One concern is the number of people sent to already overcrowded jails and prisons because of substance abuse. It has been estimated about two-thirds of inmates found themselves on the wrong side of the law for crimes related to drugs and/or alcohol.
Tomblin’s panel issued a variety of recommendations that could be implemented at little or no cost to taxpayers, however.
One suggestion is for public assistance benefits to be paid through debit cards or some other electronic method, rather than by check. That would make it more difficult for recipients to get cash they could use to buy illegal drugs.
Another idea is for law enforcement agencies to have more authority to police bars. Current state law bans police from entering bars except in certain circumstances. Only Alcohol Beverage Control Administration agents are allowed to go into bars to check for compliance with laws such as those banning sale of beer, wine and liquor to minors.

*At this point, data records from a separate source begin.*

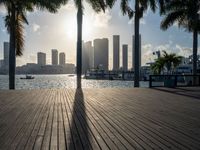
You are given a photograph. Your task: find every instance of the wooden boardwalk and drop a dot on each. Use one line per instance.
(100, 119)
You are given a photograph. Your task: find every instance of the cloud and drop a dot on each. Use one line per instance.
(35, 27)
(102, 19)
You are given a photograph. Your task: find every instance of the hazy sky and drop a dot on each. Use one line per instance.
(58, 31)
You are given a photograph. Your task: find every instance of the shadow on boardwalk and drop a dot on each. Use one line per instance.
(80, 138)
(187, 92)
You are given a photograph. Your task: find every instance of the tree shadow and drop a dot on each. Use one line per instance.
(80, 138)
(182, 92)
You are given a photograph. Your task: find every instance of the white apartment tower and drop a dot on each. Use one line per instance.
(62, 59)
(87, 56)
(6, 53)
(101, 53)
(54, 57)
(116, 50)
(133, 51)
(41, 57)
(125, 57)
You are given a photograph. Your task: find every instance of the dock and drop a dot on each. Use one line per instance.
(107, 119)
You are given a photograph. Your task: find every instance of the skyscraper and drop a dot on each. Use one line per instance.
(41, 57)
(125, 57)
(116, 47)
(6, 54)
(87, 56)
(133, 51)
(54, 57)
(62, 59)
(101, 53)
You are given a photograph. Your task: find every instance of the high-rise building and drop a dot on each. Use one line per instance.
(6, 54)
(101, 53)
(62, 59)
(125, 57)
(1, 63)
(41, 57)
(54, 57)
(133, 51)
(116, 47)
(87, 56)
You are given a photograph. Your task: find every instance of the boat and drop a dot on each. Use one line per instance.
(28, 77)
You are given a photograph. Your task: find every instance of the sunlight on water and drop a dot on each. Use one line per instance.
(64, 81)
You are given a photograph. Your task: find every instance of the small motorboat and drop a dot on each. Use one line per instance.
(28, 77)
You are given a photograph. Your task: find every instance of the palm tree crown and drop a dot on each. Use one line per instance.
(166, 62)
(14, 22)
(186, 14)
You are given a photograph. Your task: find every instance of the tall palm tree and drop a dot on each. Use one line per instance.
(14, 22)
(158, 66)
(166, 62)
(140, 7)
(171, 60)
(185, 14)
(97, 5)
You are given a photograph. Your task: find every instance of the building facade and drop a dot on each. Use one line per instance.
(62, 59)
(133, 51)
(41, 57)
(101, 53)
(116, 52)
(54, 53)
(6, 54)
(125, 57)
(87, 56)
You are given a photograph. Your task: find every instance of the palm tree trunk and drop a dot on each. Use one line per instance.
(79, 46)
(12, 57)
(195, 47)
(136, 46)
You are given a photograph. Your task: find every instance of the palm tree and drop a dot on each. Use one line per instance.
(140, 7)
(171, 60)
(97, 5)
(185, 14)
(14, 22)
(166, 61)
(158, 66)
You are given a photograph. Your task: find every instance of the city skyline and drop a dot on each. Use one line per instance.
(39, 33)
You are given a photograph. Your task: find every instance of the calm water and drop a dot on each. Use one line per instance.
(64, 81)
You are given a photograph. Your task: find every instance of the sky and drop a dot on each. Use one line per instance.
(48, 31)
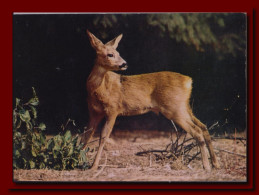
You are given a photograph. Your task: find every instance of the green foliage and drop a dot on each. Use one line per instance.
(31, 148)
(200, 30)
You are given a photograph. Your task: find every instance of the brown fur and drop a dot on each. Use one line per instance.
(111, 95)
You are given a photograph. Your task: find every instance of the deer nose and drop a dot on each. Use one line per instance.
(124, 65)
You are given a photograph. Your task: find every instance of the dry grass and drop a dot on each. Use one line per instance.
(124, 165)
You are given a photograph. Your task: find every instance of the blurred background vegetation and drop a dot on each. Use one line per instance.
(52, 53)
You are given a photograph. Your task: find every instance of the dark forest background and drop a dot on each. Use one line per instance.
(52, 53)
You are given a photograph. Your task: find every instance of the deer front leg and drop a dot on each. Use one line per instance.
(93, 124)
(105, 134)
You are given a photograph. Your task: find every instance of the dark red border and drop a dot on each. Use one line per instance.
(7, 186)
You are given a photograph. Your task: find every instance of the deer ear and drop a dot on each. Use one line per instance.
(114, 43)
(95, 42)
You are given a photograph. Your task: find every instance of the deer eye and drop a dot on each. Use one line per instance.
(110, 55)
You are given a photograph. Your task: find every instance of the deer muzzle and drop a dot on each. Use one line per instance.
(124, 66)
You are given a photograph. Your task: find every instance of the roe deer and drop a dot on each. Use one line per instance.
(111, 95)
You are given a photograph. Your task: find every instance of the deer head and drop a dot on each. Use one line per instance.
(107, 55)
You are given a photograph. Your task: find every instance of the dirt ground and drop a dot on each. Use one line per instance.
(120, 162)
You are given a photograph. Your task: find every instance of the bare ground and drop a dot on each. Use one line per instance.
(120, 162)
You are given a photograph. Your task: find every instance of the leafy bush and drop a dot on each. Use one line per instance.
(31, 149)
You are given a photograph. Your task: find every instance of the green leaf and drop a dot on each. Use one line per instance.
(71, 150)
(34, 111)
(17, 153)
(25, 115)
(67, 136)
(34, 151)
(14, 117)
(18, 125)
(28, 125)
(34, 101)
(17, 102)
(34, 92)
(32, 164)
(17, 135)
(42, 165)
(42, 126)
(50, 144)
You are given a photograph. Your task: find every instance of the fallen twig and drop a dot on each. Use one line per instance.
(230, 152)
(101, 170)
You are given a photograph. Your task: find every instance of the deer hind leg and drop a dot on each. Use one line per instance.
(207, 137)
(183, 119)
(105, 134)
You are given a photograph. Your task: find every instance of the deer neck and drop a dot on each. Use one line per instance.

A third very promising recommendation from the governor’s panel was to do a better job of evaluating whether substance abuse treatment programs really work. Doing so could save taxpayers money that could be directed instead to effective treatment.
Those three ideas make sense and should be implemented. Better methods of working with prison inmates to ensure that, once released, they do not go back to substance abuse also should be a priority.
Tomblin is right: Government can always find allegedly good ways of spending our money. Taxes should be held to a minimum.
But at the same time, some challenges must be faced – and in West Virginia, substance abuse is one of them.